Recognition doesn’t have to cost anything, so don’t feel that since you may have to pinch the pennies you no longer can recognise one another. Remember, a simple thank you costs absolutely nothing!
1. An engaged employee understands and believes in the direction of the company
An engaged employee understands the company’s direction, their purpose and mission, and believes in how they’re getting there through their company values.
In this new world of work, we need to ensure that we are continuing to drive the business and engagement through our purpose, mission and values, not casting them aside, but using and interpreting them in different ways to face new challenges.
Keep in mind…
Communication is critical
Communicating how your company is doing against your purpose and mission is critical in these times of uncertainty. It helps reduce fears and confusion, and at the same time, helps your employees understand how you’re continuing to drive your purpose and mission, which helps create some sense of stability.
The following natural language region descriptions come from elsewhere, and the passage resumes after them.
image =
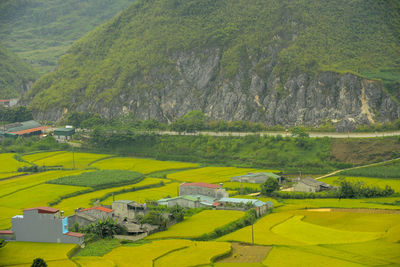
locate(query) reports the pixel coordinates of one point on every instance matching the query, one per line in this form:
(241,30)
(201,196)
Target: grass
(145,166)
(9,164)
(99,248)
(104,178)
(141,196)
(198,253)
(211,174)
(379,182)
(86,200)
(199,224)
(82,160)
(24,252)
(294,228)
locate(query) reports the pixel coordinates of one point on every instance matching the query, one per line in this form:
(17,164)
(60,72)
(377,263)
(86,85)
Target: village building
(42,224)
(310,185)
(204,189)
(64,134)
(243,204)
(90,215)
(256,178)
(128,210)
(188,201)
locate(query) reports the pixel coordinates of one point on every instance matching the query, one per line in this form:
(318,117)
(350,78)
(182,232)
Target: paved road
(312,134)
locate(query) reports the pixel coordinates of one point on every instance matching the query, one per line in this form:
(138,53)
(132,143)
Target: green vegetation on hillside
(15,74)
(293,37)
(41,31)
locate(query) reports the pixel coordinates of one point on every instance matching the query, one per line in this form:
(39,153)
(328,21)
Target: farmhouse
(64,134)
(256,178)
(204,189)
(90,215)
(188,201)
(43,224)
(310,185)
(127,209)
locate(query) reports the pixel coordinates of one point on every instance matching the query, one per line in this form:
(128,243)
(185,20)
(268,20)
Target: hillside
(278,62)
(41,31)
(16,76)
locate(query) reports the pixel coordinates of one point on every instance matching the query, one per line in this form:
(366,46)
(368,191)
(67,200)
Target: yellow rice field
(145,166)
(197,254)
(199,224)
(379,182)
(141,196)
(211,174)
(9,164)
(85,200)
(82,160)
(24,252)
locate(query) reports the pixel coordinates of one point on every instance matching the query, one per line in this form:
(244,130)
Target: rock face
(198,84)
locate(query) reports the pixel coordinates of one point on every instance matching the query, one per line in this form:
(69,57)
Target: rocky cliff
(271,69)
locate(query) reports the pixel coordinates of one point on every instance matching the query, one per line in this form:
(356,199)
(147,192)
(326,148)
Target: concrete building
(127,209)
(204,189)
(90,215)
(311,185)
(256,178)
(64,134)
(44,224)
(188,201)
(243,204)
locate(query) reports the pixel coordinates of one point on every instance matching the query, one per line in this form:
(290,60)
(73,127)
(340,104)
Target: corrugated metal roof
(213,186)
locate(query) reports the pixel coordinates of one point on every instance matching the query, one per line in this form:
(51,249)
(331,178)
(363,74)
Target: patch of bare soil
(365,150)
(247,253)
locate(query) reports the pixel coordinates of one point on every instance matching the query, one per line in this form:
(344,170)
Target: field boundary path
(312,134)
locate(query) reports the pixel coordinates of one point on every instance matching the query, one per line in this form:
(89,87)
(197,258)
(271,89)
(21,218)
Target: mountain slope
(40,31)
(275,61)
(16,76)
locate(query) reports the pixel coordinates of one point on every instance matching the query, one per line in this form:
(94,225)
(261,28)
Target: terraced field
(199,224)
(211,174)
(144,166)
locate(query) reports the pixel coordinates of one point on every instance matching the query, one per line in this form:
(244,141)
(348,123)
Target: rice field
(379,182)
(199,224)
(24,252)
(9,164)
(197,254)
(82,160)
(142,165)
(141,196)
(211,174)
(86,200)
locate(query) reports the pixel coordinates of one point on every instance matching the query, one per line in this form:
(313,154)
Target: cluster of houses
(44,224)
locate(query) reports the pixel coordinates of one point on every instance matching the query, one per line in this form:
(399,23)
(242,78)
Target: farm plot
(141,196)
(286,256)
(199,224)
(24,252)
(379,182)
(13,185)
(86,200)
(294,228)
(9,164)
(144,255)
(211,174)
(198,253)
(104,178)
(82,160)
(145,166)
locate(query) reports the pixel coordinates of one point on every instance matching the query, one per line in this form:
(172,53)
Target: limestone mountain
(16,76)
(39,31)
(282,62)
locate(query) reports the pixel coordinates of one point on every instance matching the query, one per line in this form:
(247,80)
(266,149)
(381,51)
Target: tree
(39,262)
(270,185)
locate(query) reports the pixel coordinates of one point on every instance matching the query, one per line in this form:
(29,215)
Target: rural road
(312,134)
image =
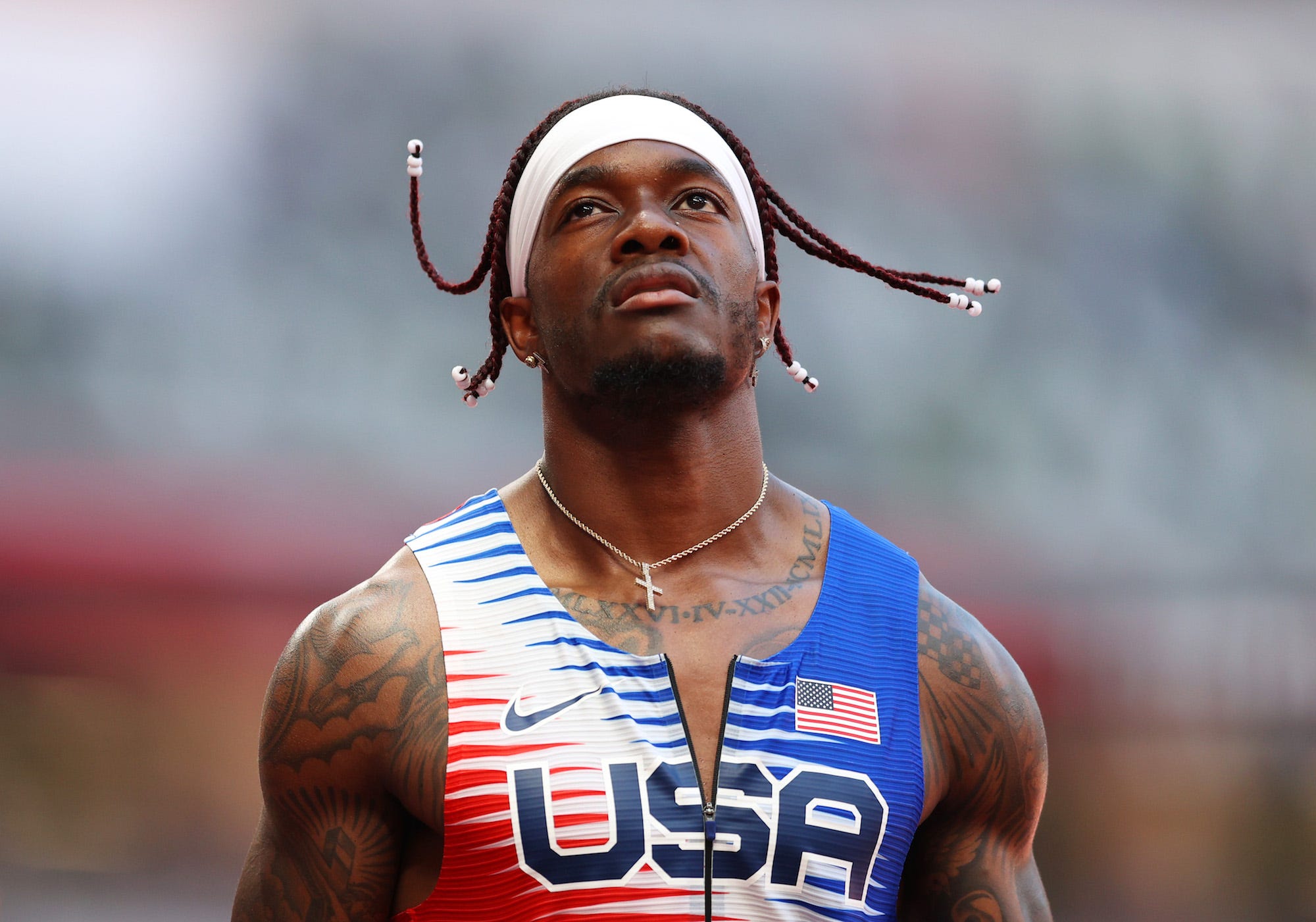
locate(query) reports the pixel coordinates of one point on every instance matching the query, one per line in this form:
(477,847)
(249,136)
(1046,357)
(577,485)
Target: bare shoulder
(978,711)
(342,763)
(351,680)
(985,765)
And if anything changes, which it most certainly will, communicating in an open and honest way is even more critical. For example, if you’re putting a hold on recruitment, explain why you’re doing this, how it will support the business, and what it will mean to them personally. Don’t leave it to employees to guess and interpret, for most of the time they won’t get it right.
Continue to live your values
Your company values are what you’ve determined will help your employees and business succeed. So even in challenging times, it’s important to make sure that they remain prominent in how decisions are made and the behaviours that are expected in your leaders and your workforce.
There have been some lovely examples of how companies are living values such as care, integrity and respect in how they’ve adapted their people processes and policies. One example is Workday, who announced they would pay employees below the vice president level the equivalent of two weeks of pay as a cash bonus, another is Starbucks, who have extended their mental health benefits, and another is Walmart, who announced they would waive its attendance policy through the end of April.
2. An engaged employee understands how their role contributes to the success of the company
An engaged employee clearly understands how they personally contribute to the company and how they help it succeed. This is even more important now with roles and processes changing as businesses operate in different ways.
Keep in mind…
Address how roles are changing
Face it, all if not most roles will change in some way in the short-term. It’s important to address this now, having managers discuss and agree these changes with their employees, helping them clearly understand their new role and their new expectations. And since our businesses will continue to face change, it’s important that these conversations happen on an ongoing basis.
An engaged employee will do what it takes to help the company succeed through not just hard work, but through innovative thoughts and ideas.
Continue with recognition
Recognition helps our employees feel appreciated and at the same time helps them understand how what they’ve done has helped the company succeed. So even in challenging times, recognition needs to continue as both your employees and business need it. And, as I always say, recognition doesn’t have to cost anything, so don’t feel that since you may have to pinch the pennies you no longer can recognise one another. Remember, a simple thank you costs absolutely nothing!
3. An engaged employee genuinely wants the company to succeed
An engaged employee will do what it takes to help the company succeed through not just hard work, but through innovative thoughts and ideas. This is even more important now, for new ways of work and new ideas are what will help our companies survive in these challenging times.
Keep in mind…
Focus on results
As many of our employees will be working from home, we need to encourage managers to clearly and openly agree and discuss milestones and results, stressing that these are how hard work is measured. This will not only keep everyone on track, but will add structure and remove some of the confusion and uncertainty which may pop up for many who are new to working (and managing) from home.
Share new ideas
Some of our people will easily come up with new ways of working, while others may struggle with this. We should encourage our teams to share new ideas, with us facilitating this throughout the organisation. Get everyone excited and open to sharing, maybe even having competitions for the best new ideas.
I hope this has helped you as you continue your engagement journey on this new and bumpy path that we’ve all been led to. Let’s continue to share and care, for our employees, for our businesses, and for one another in the HR profession.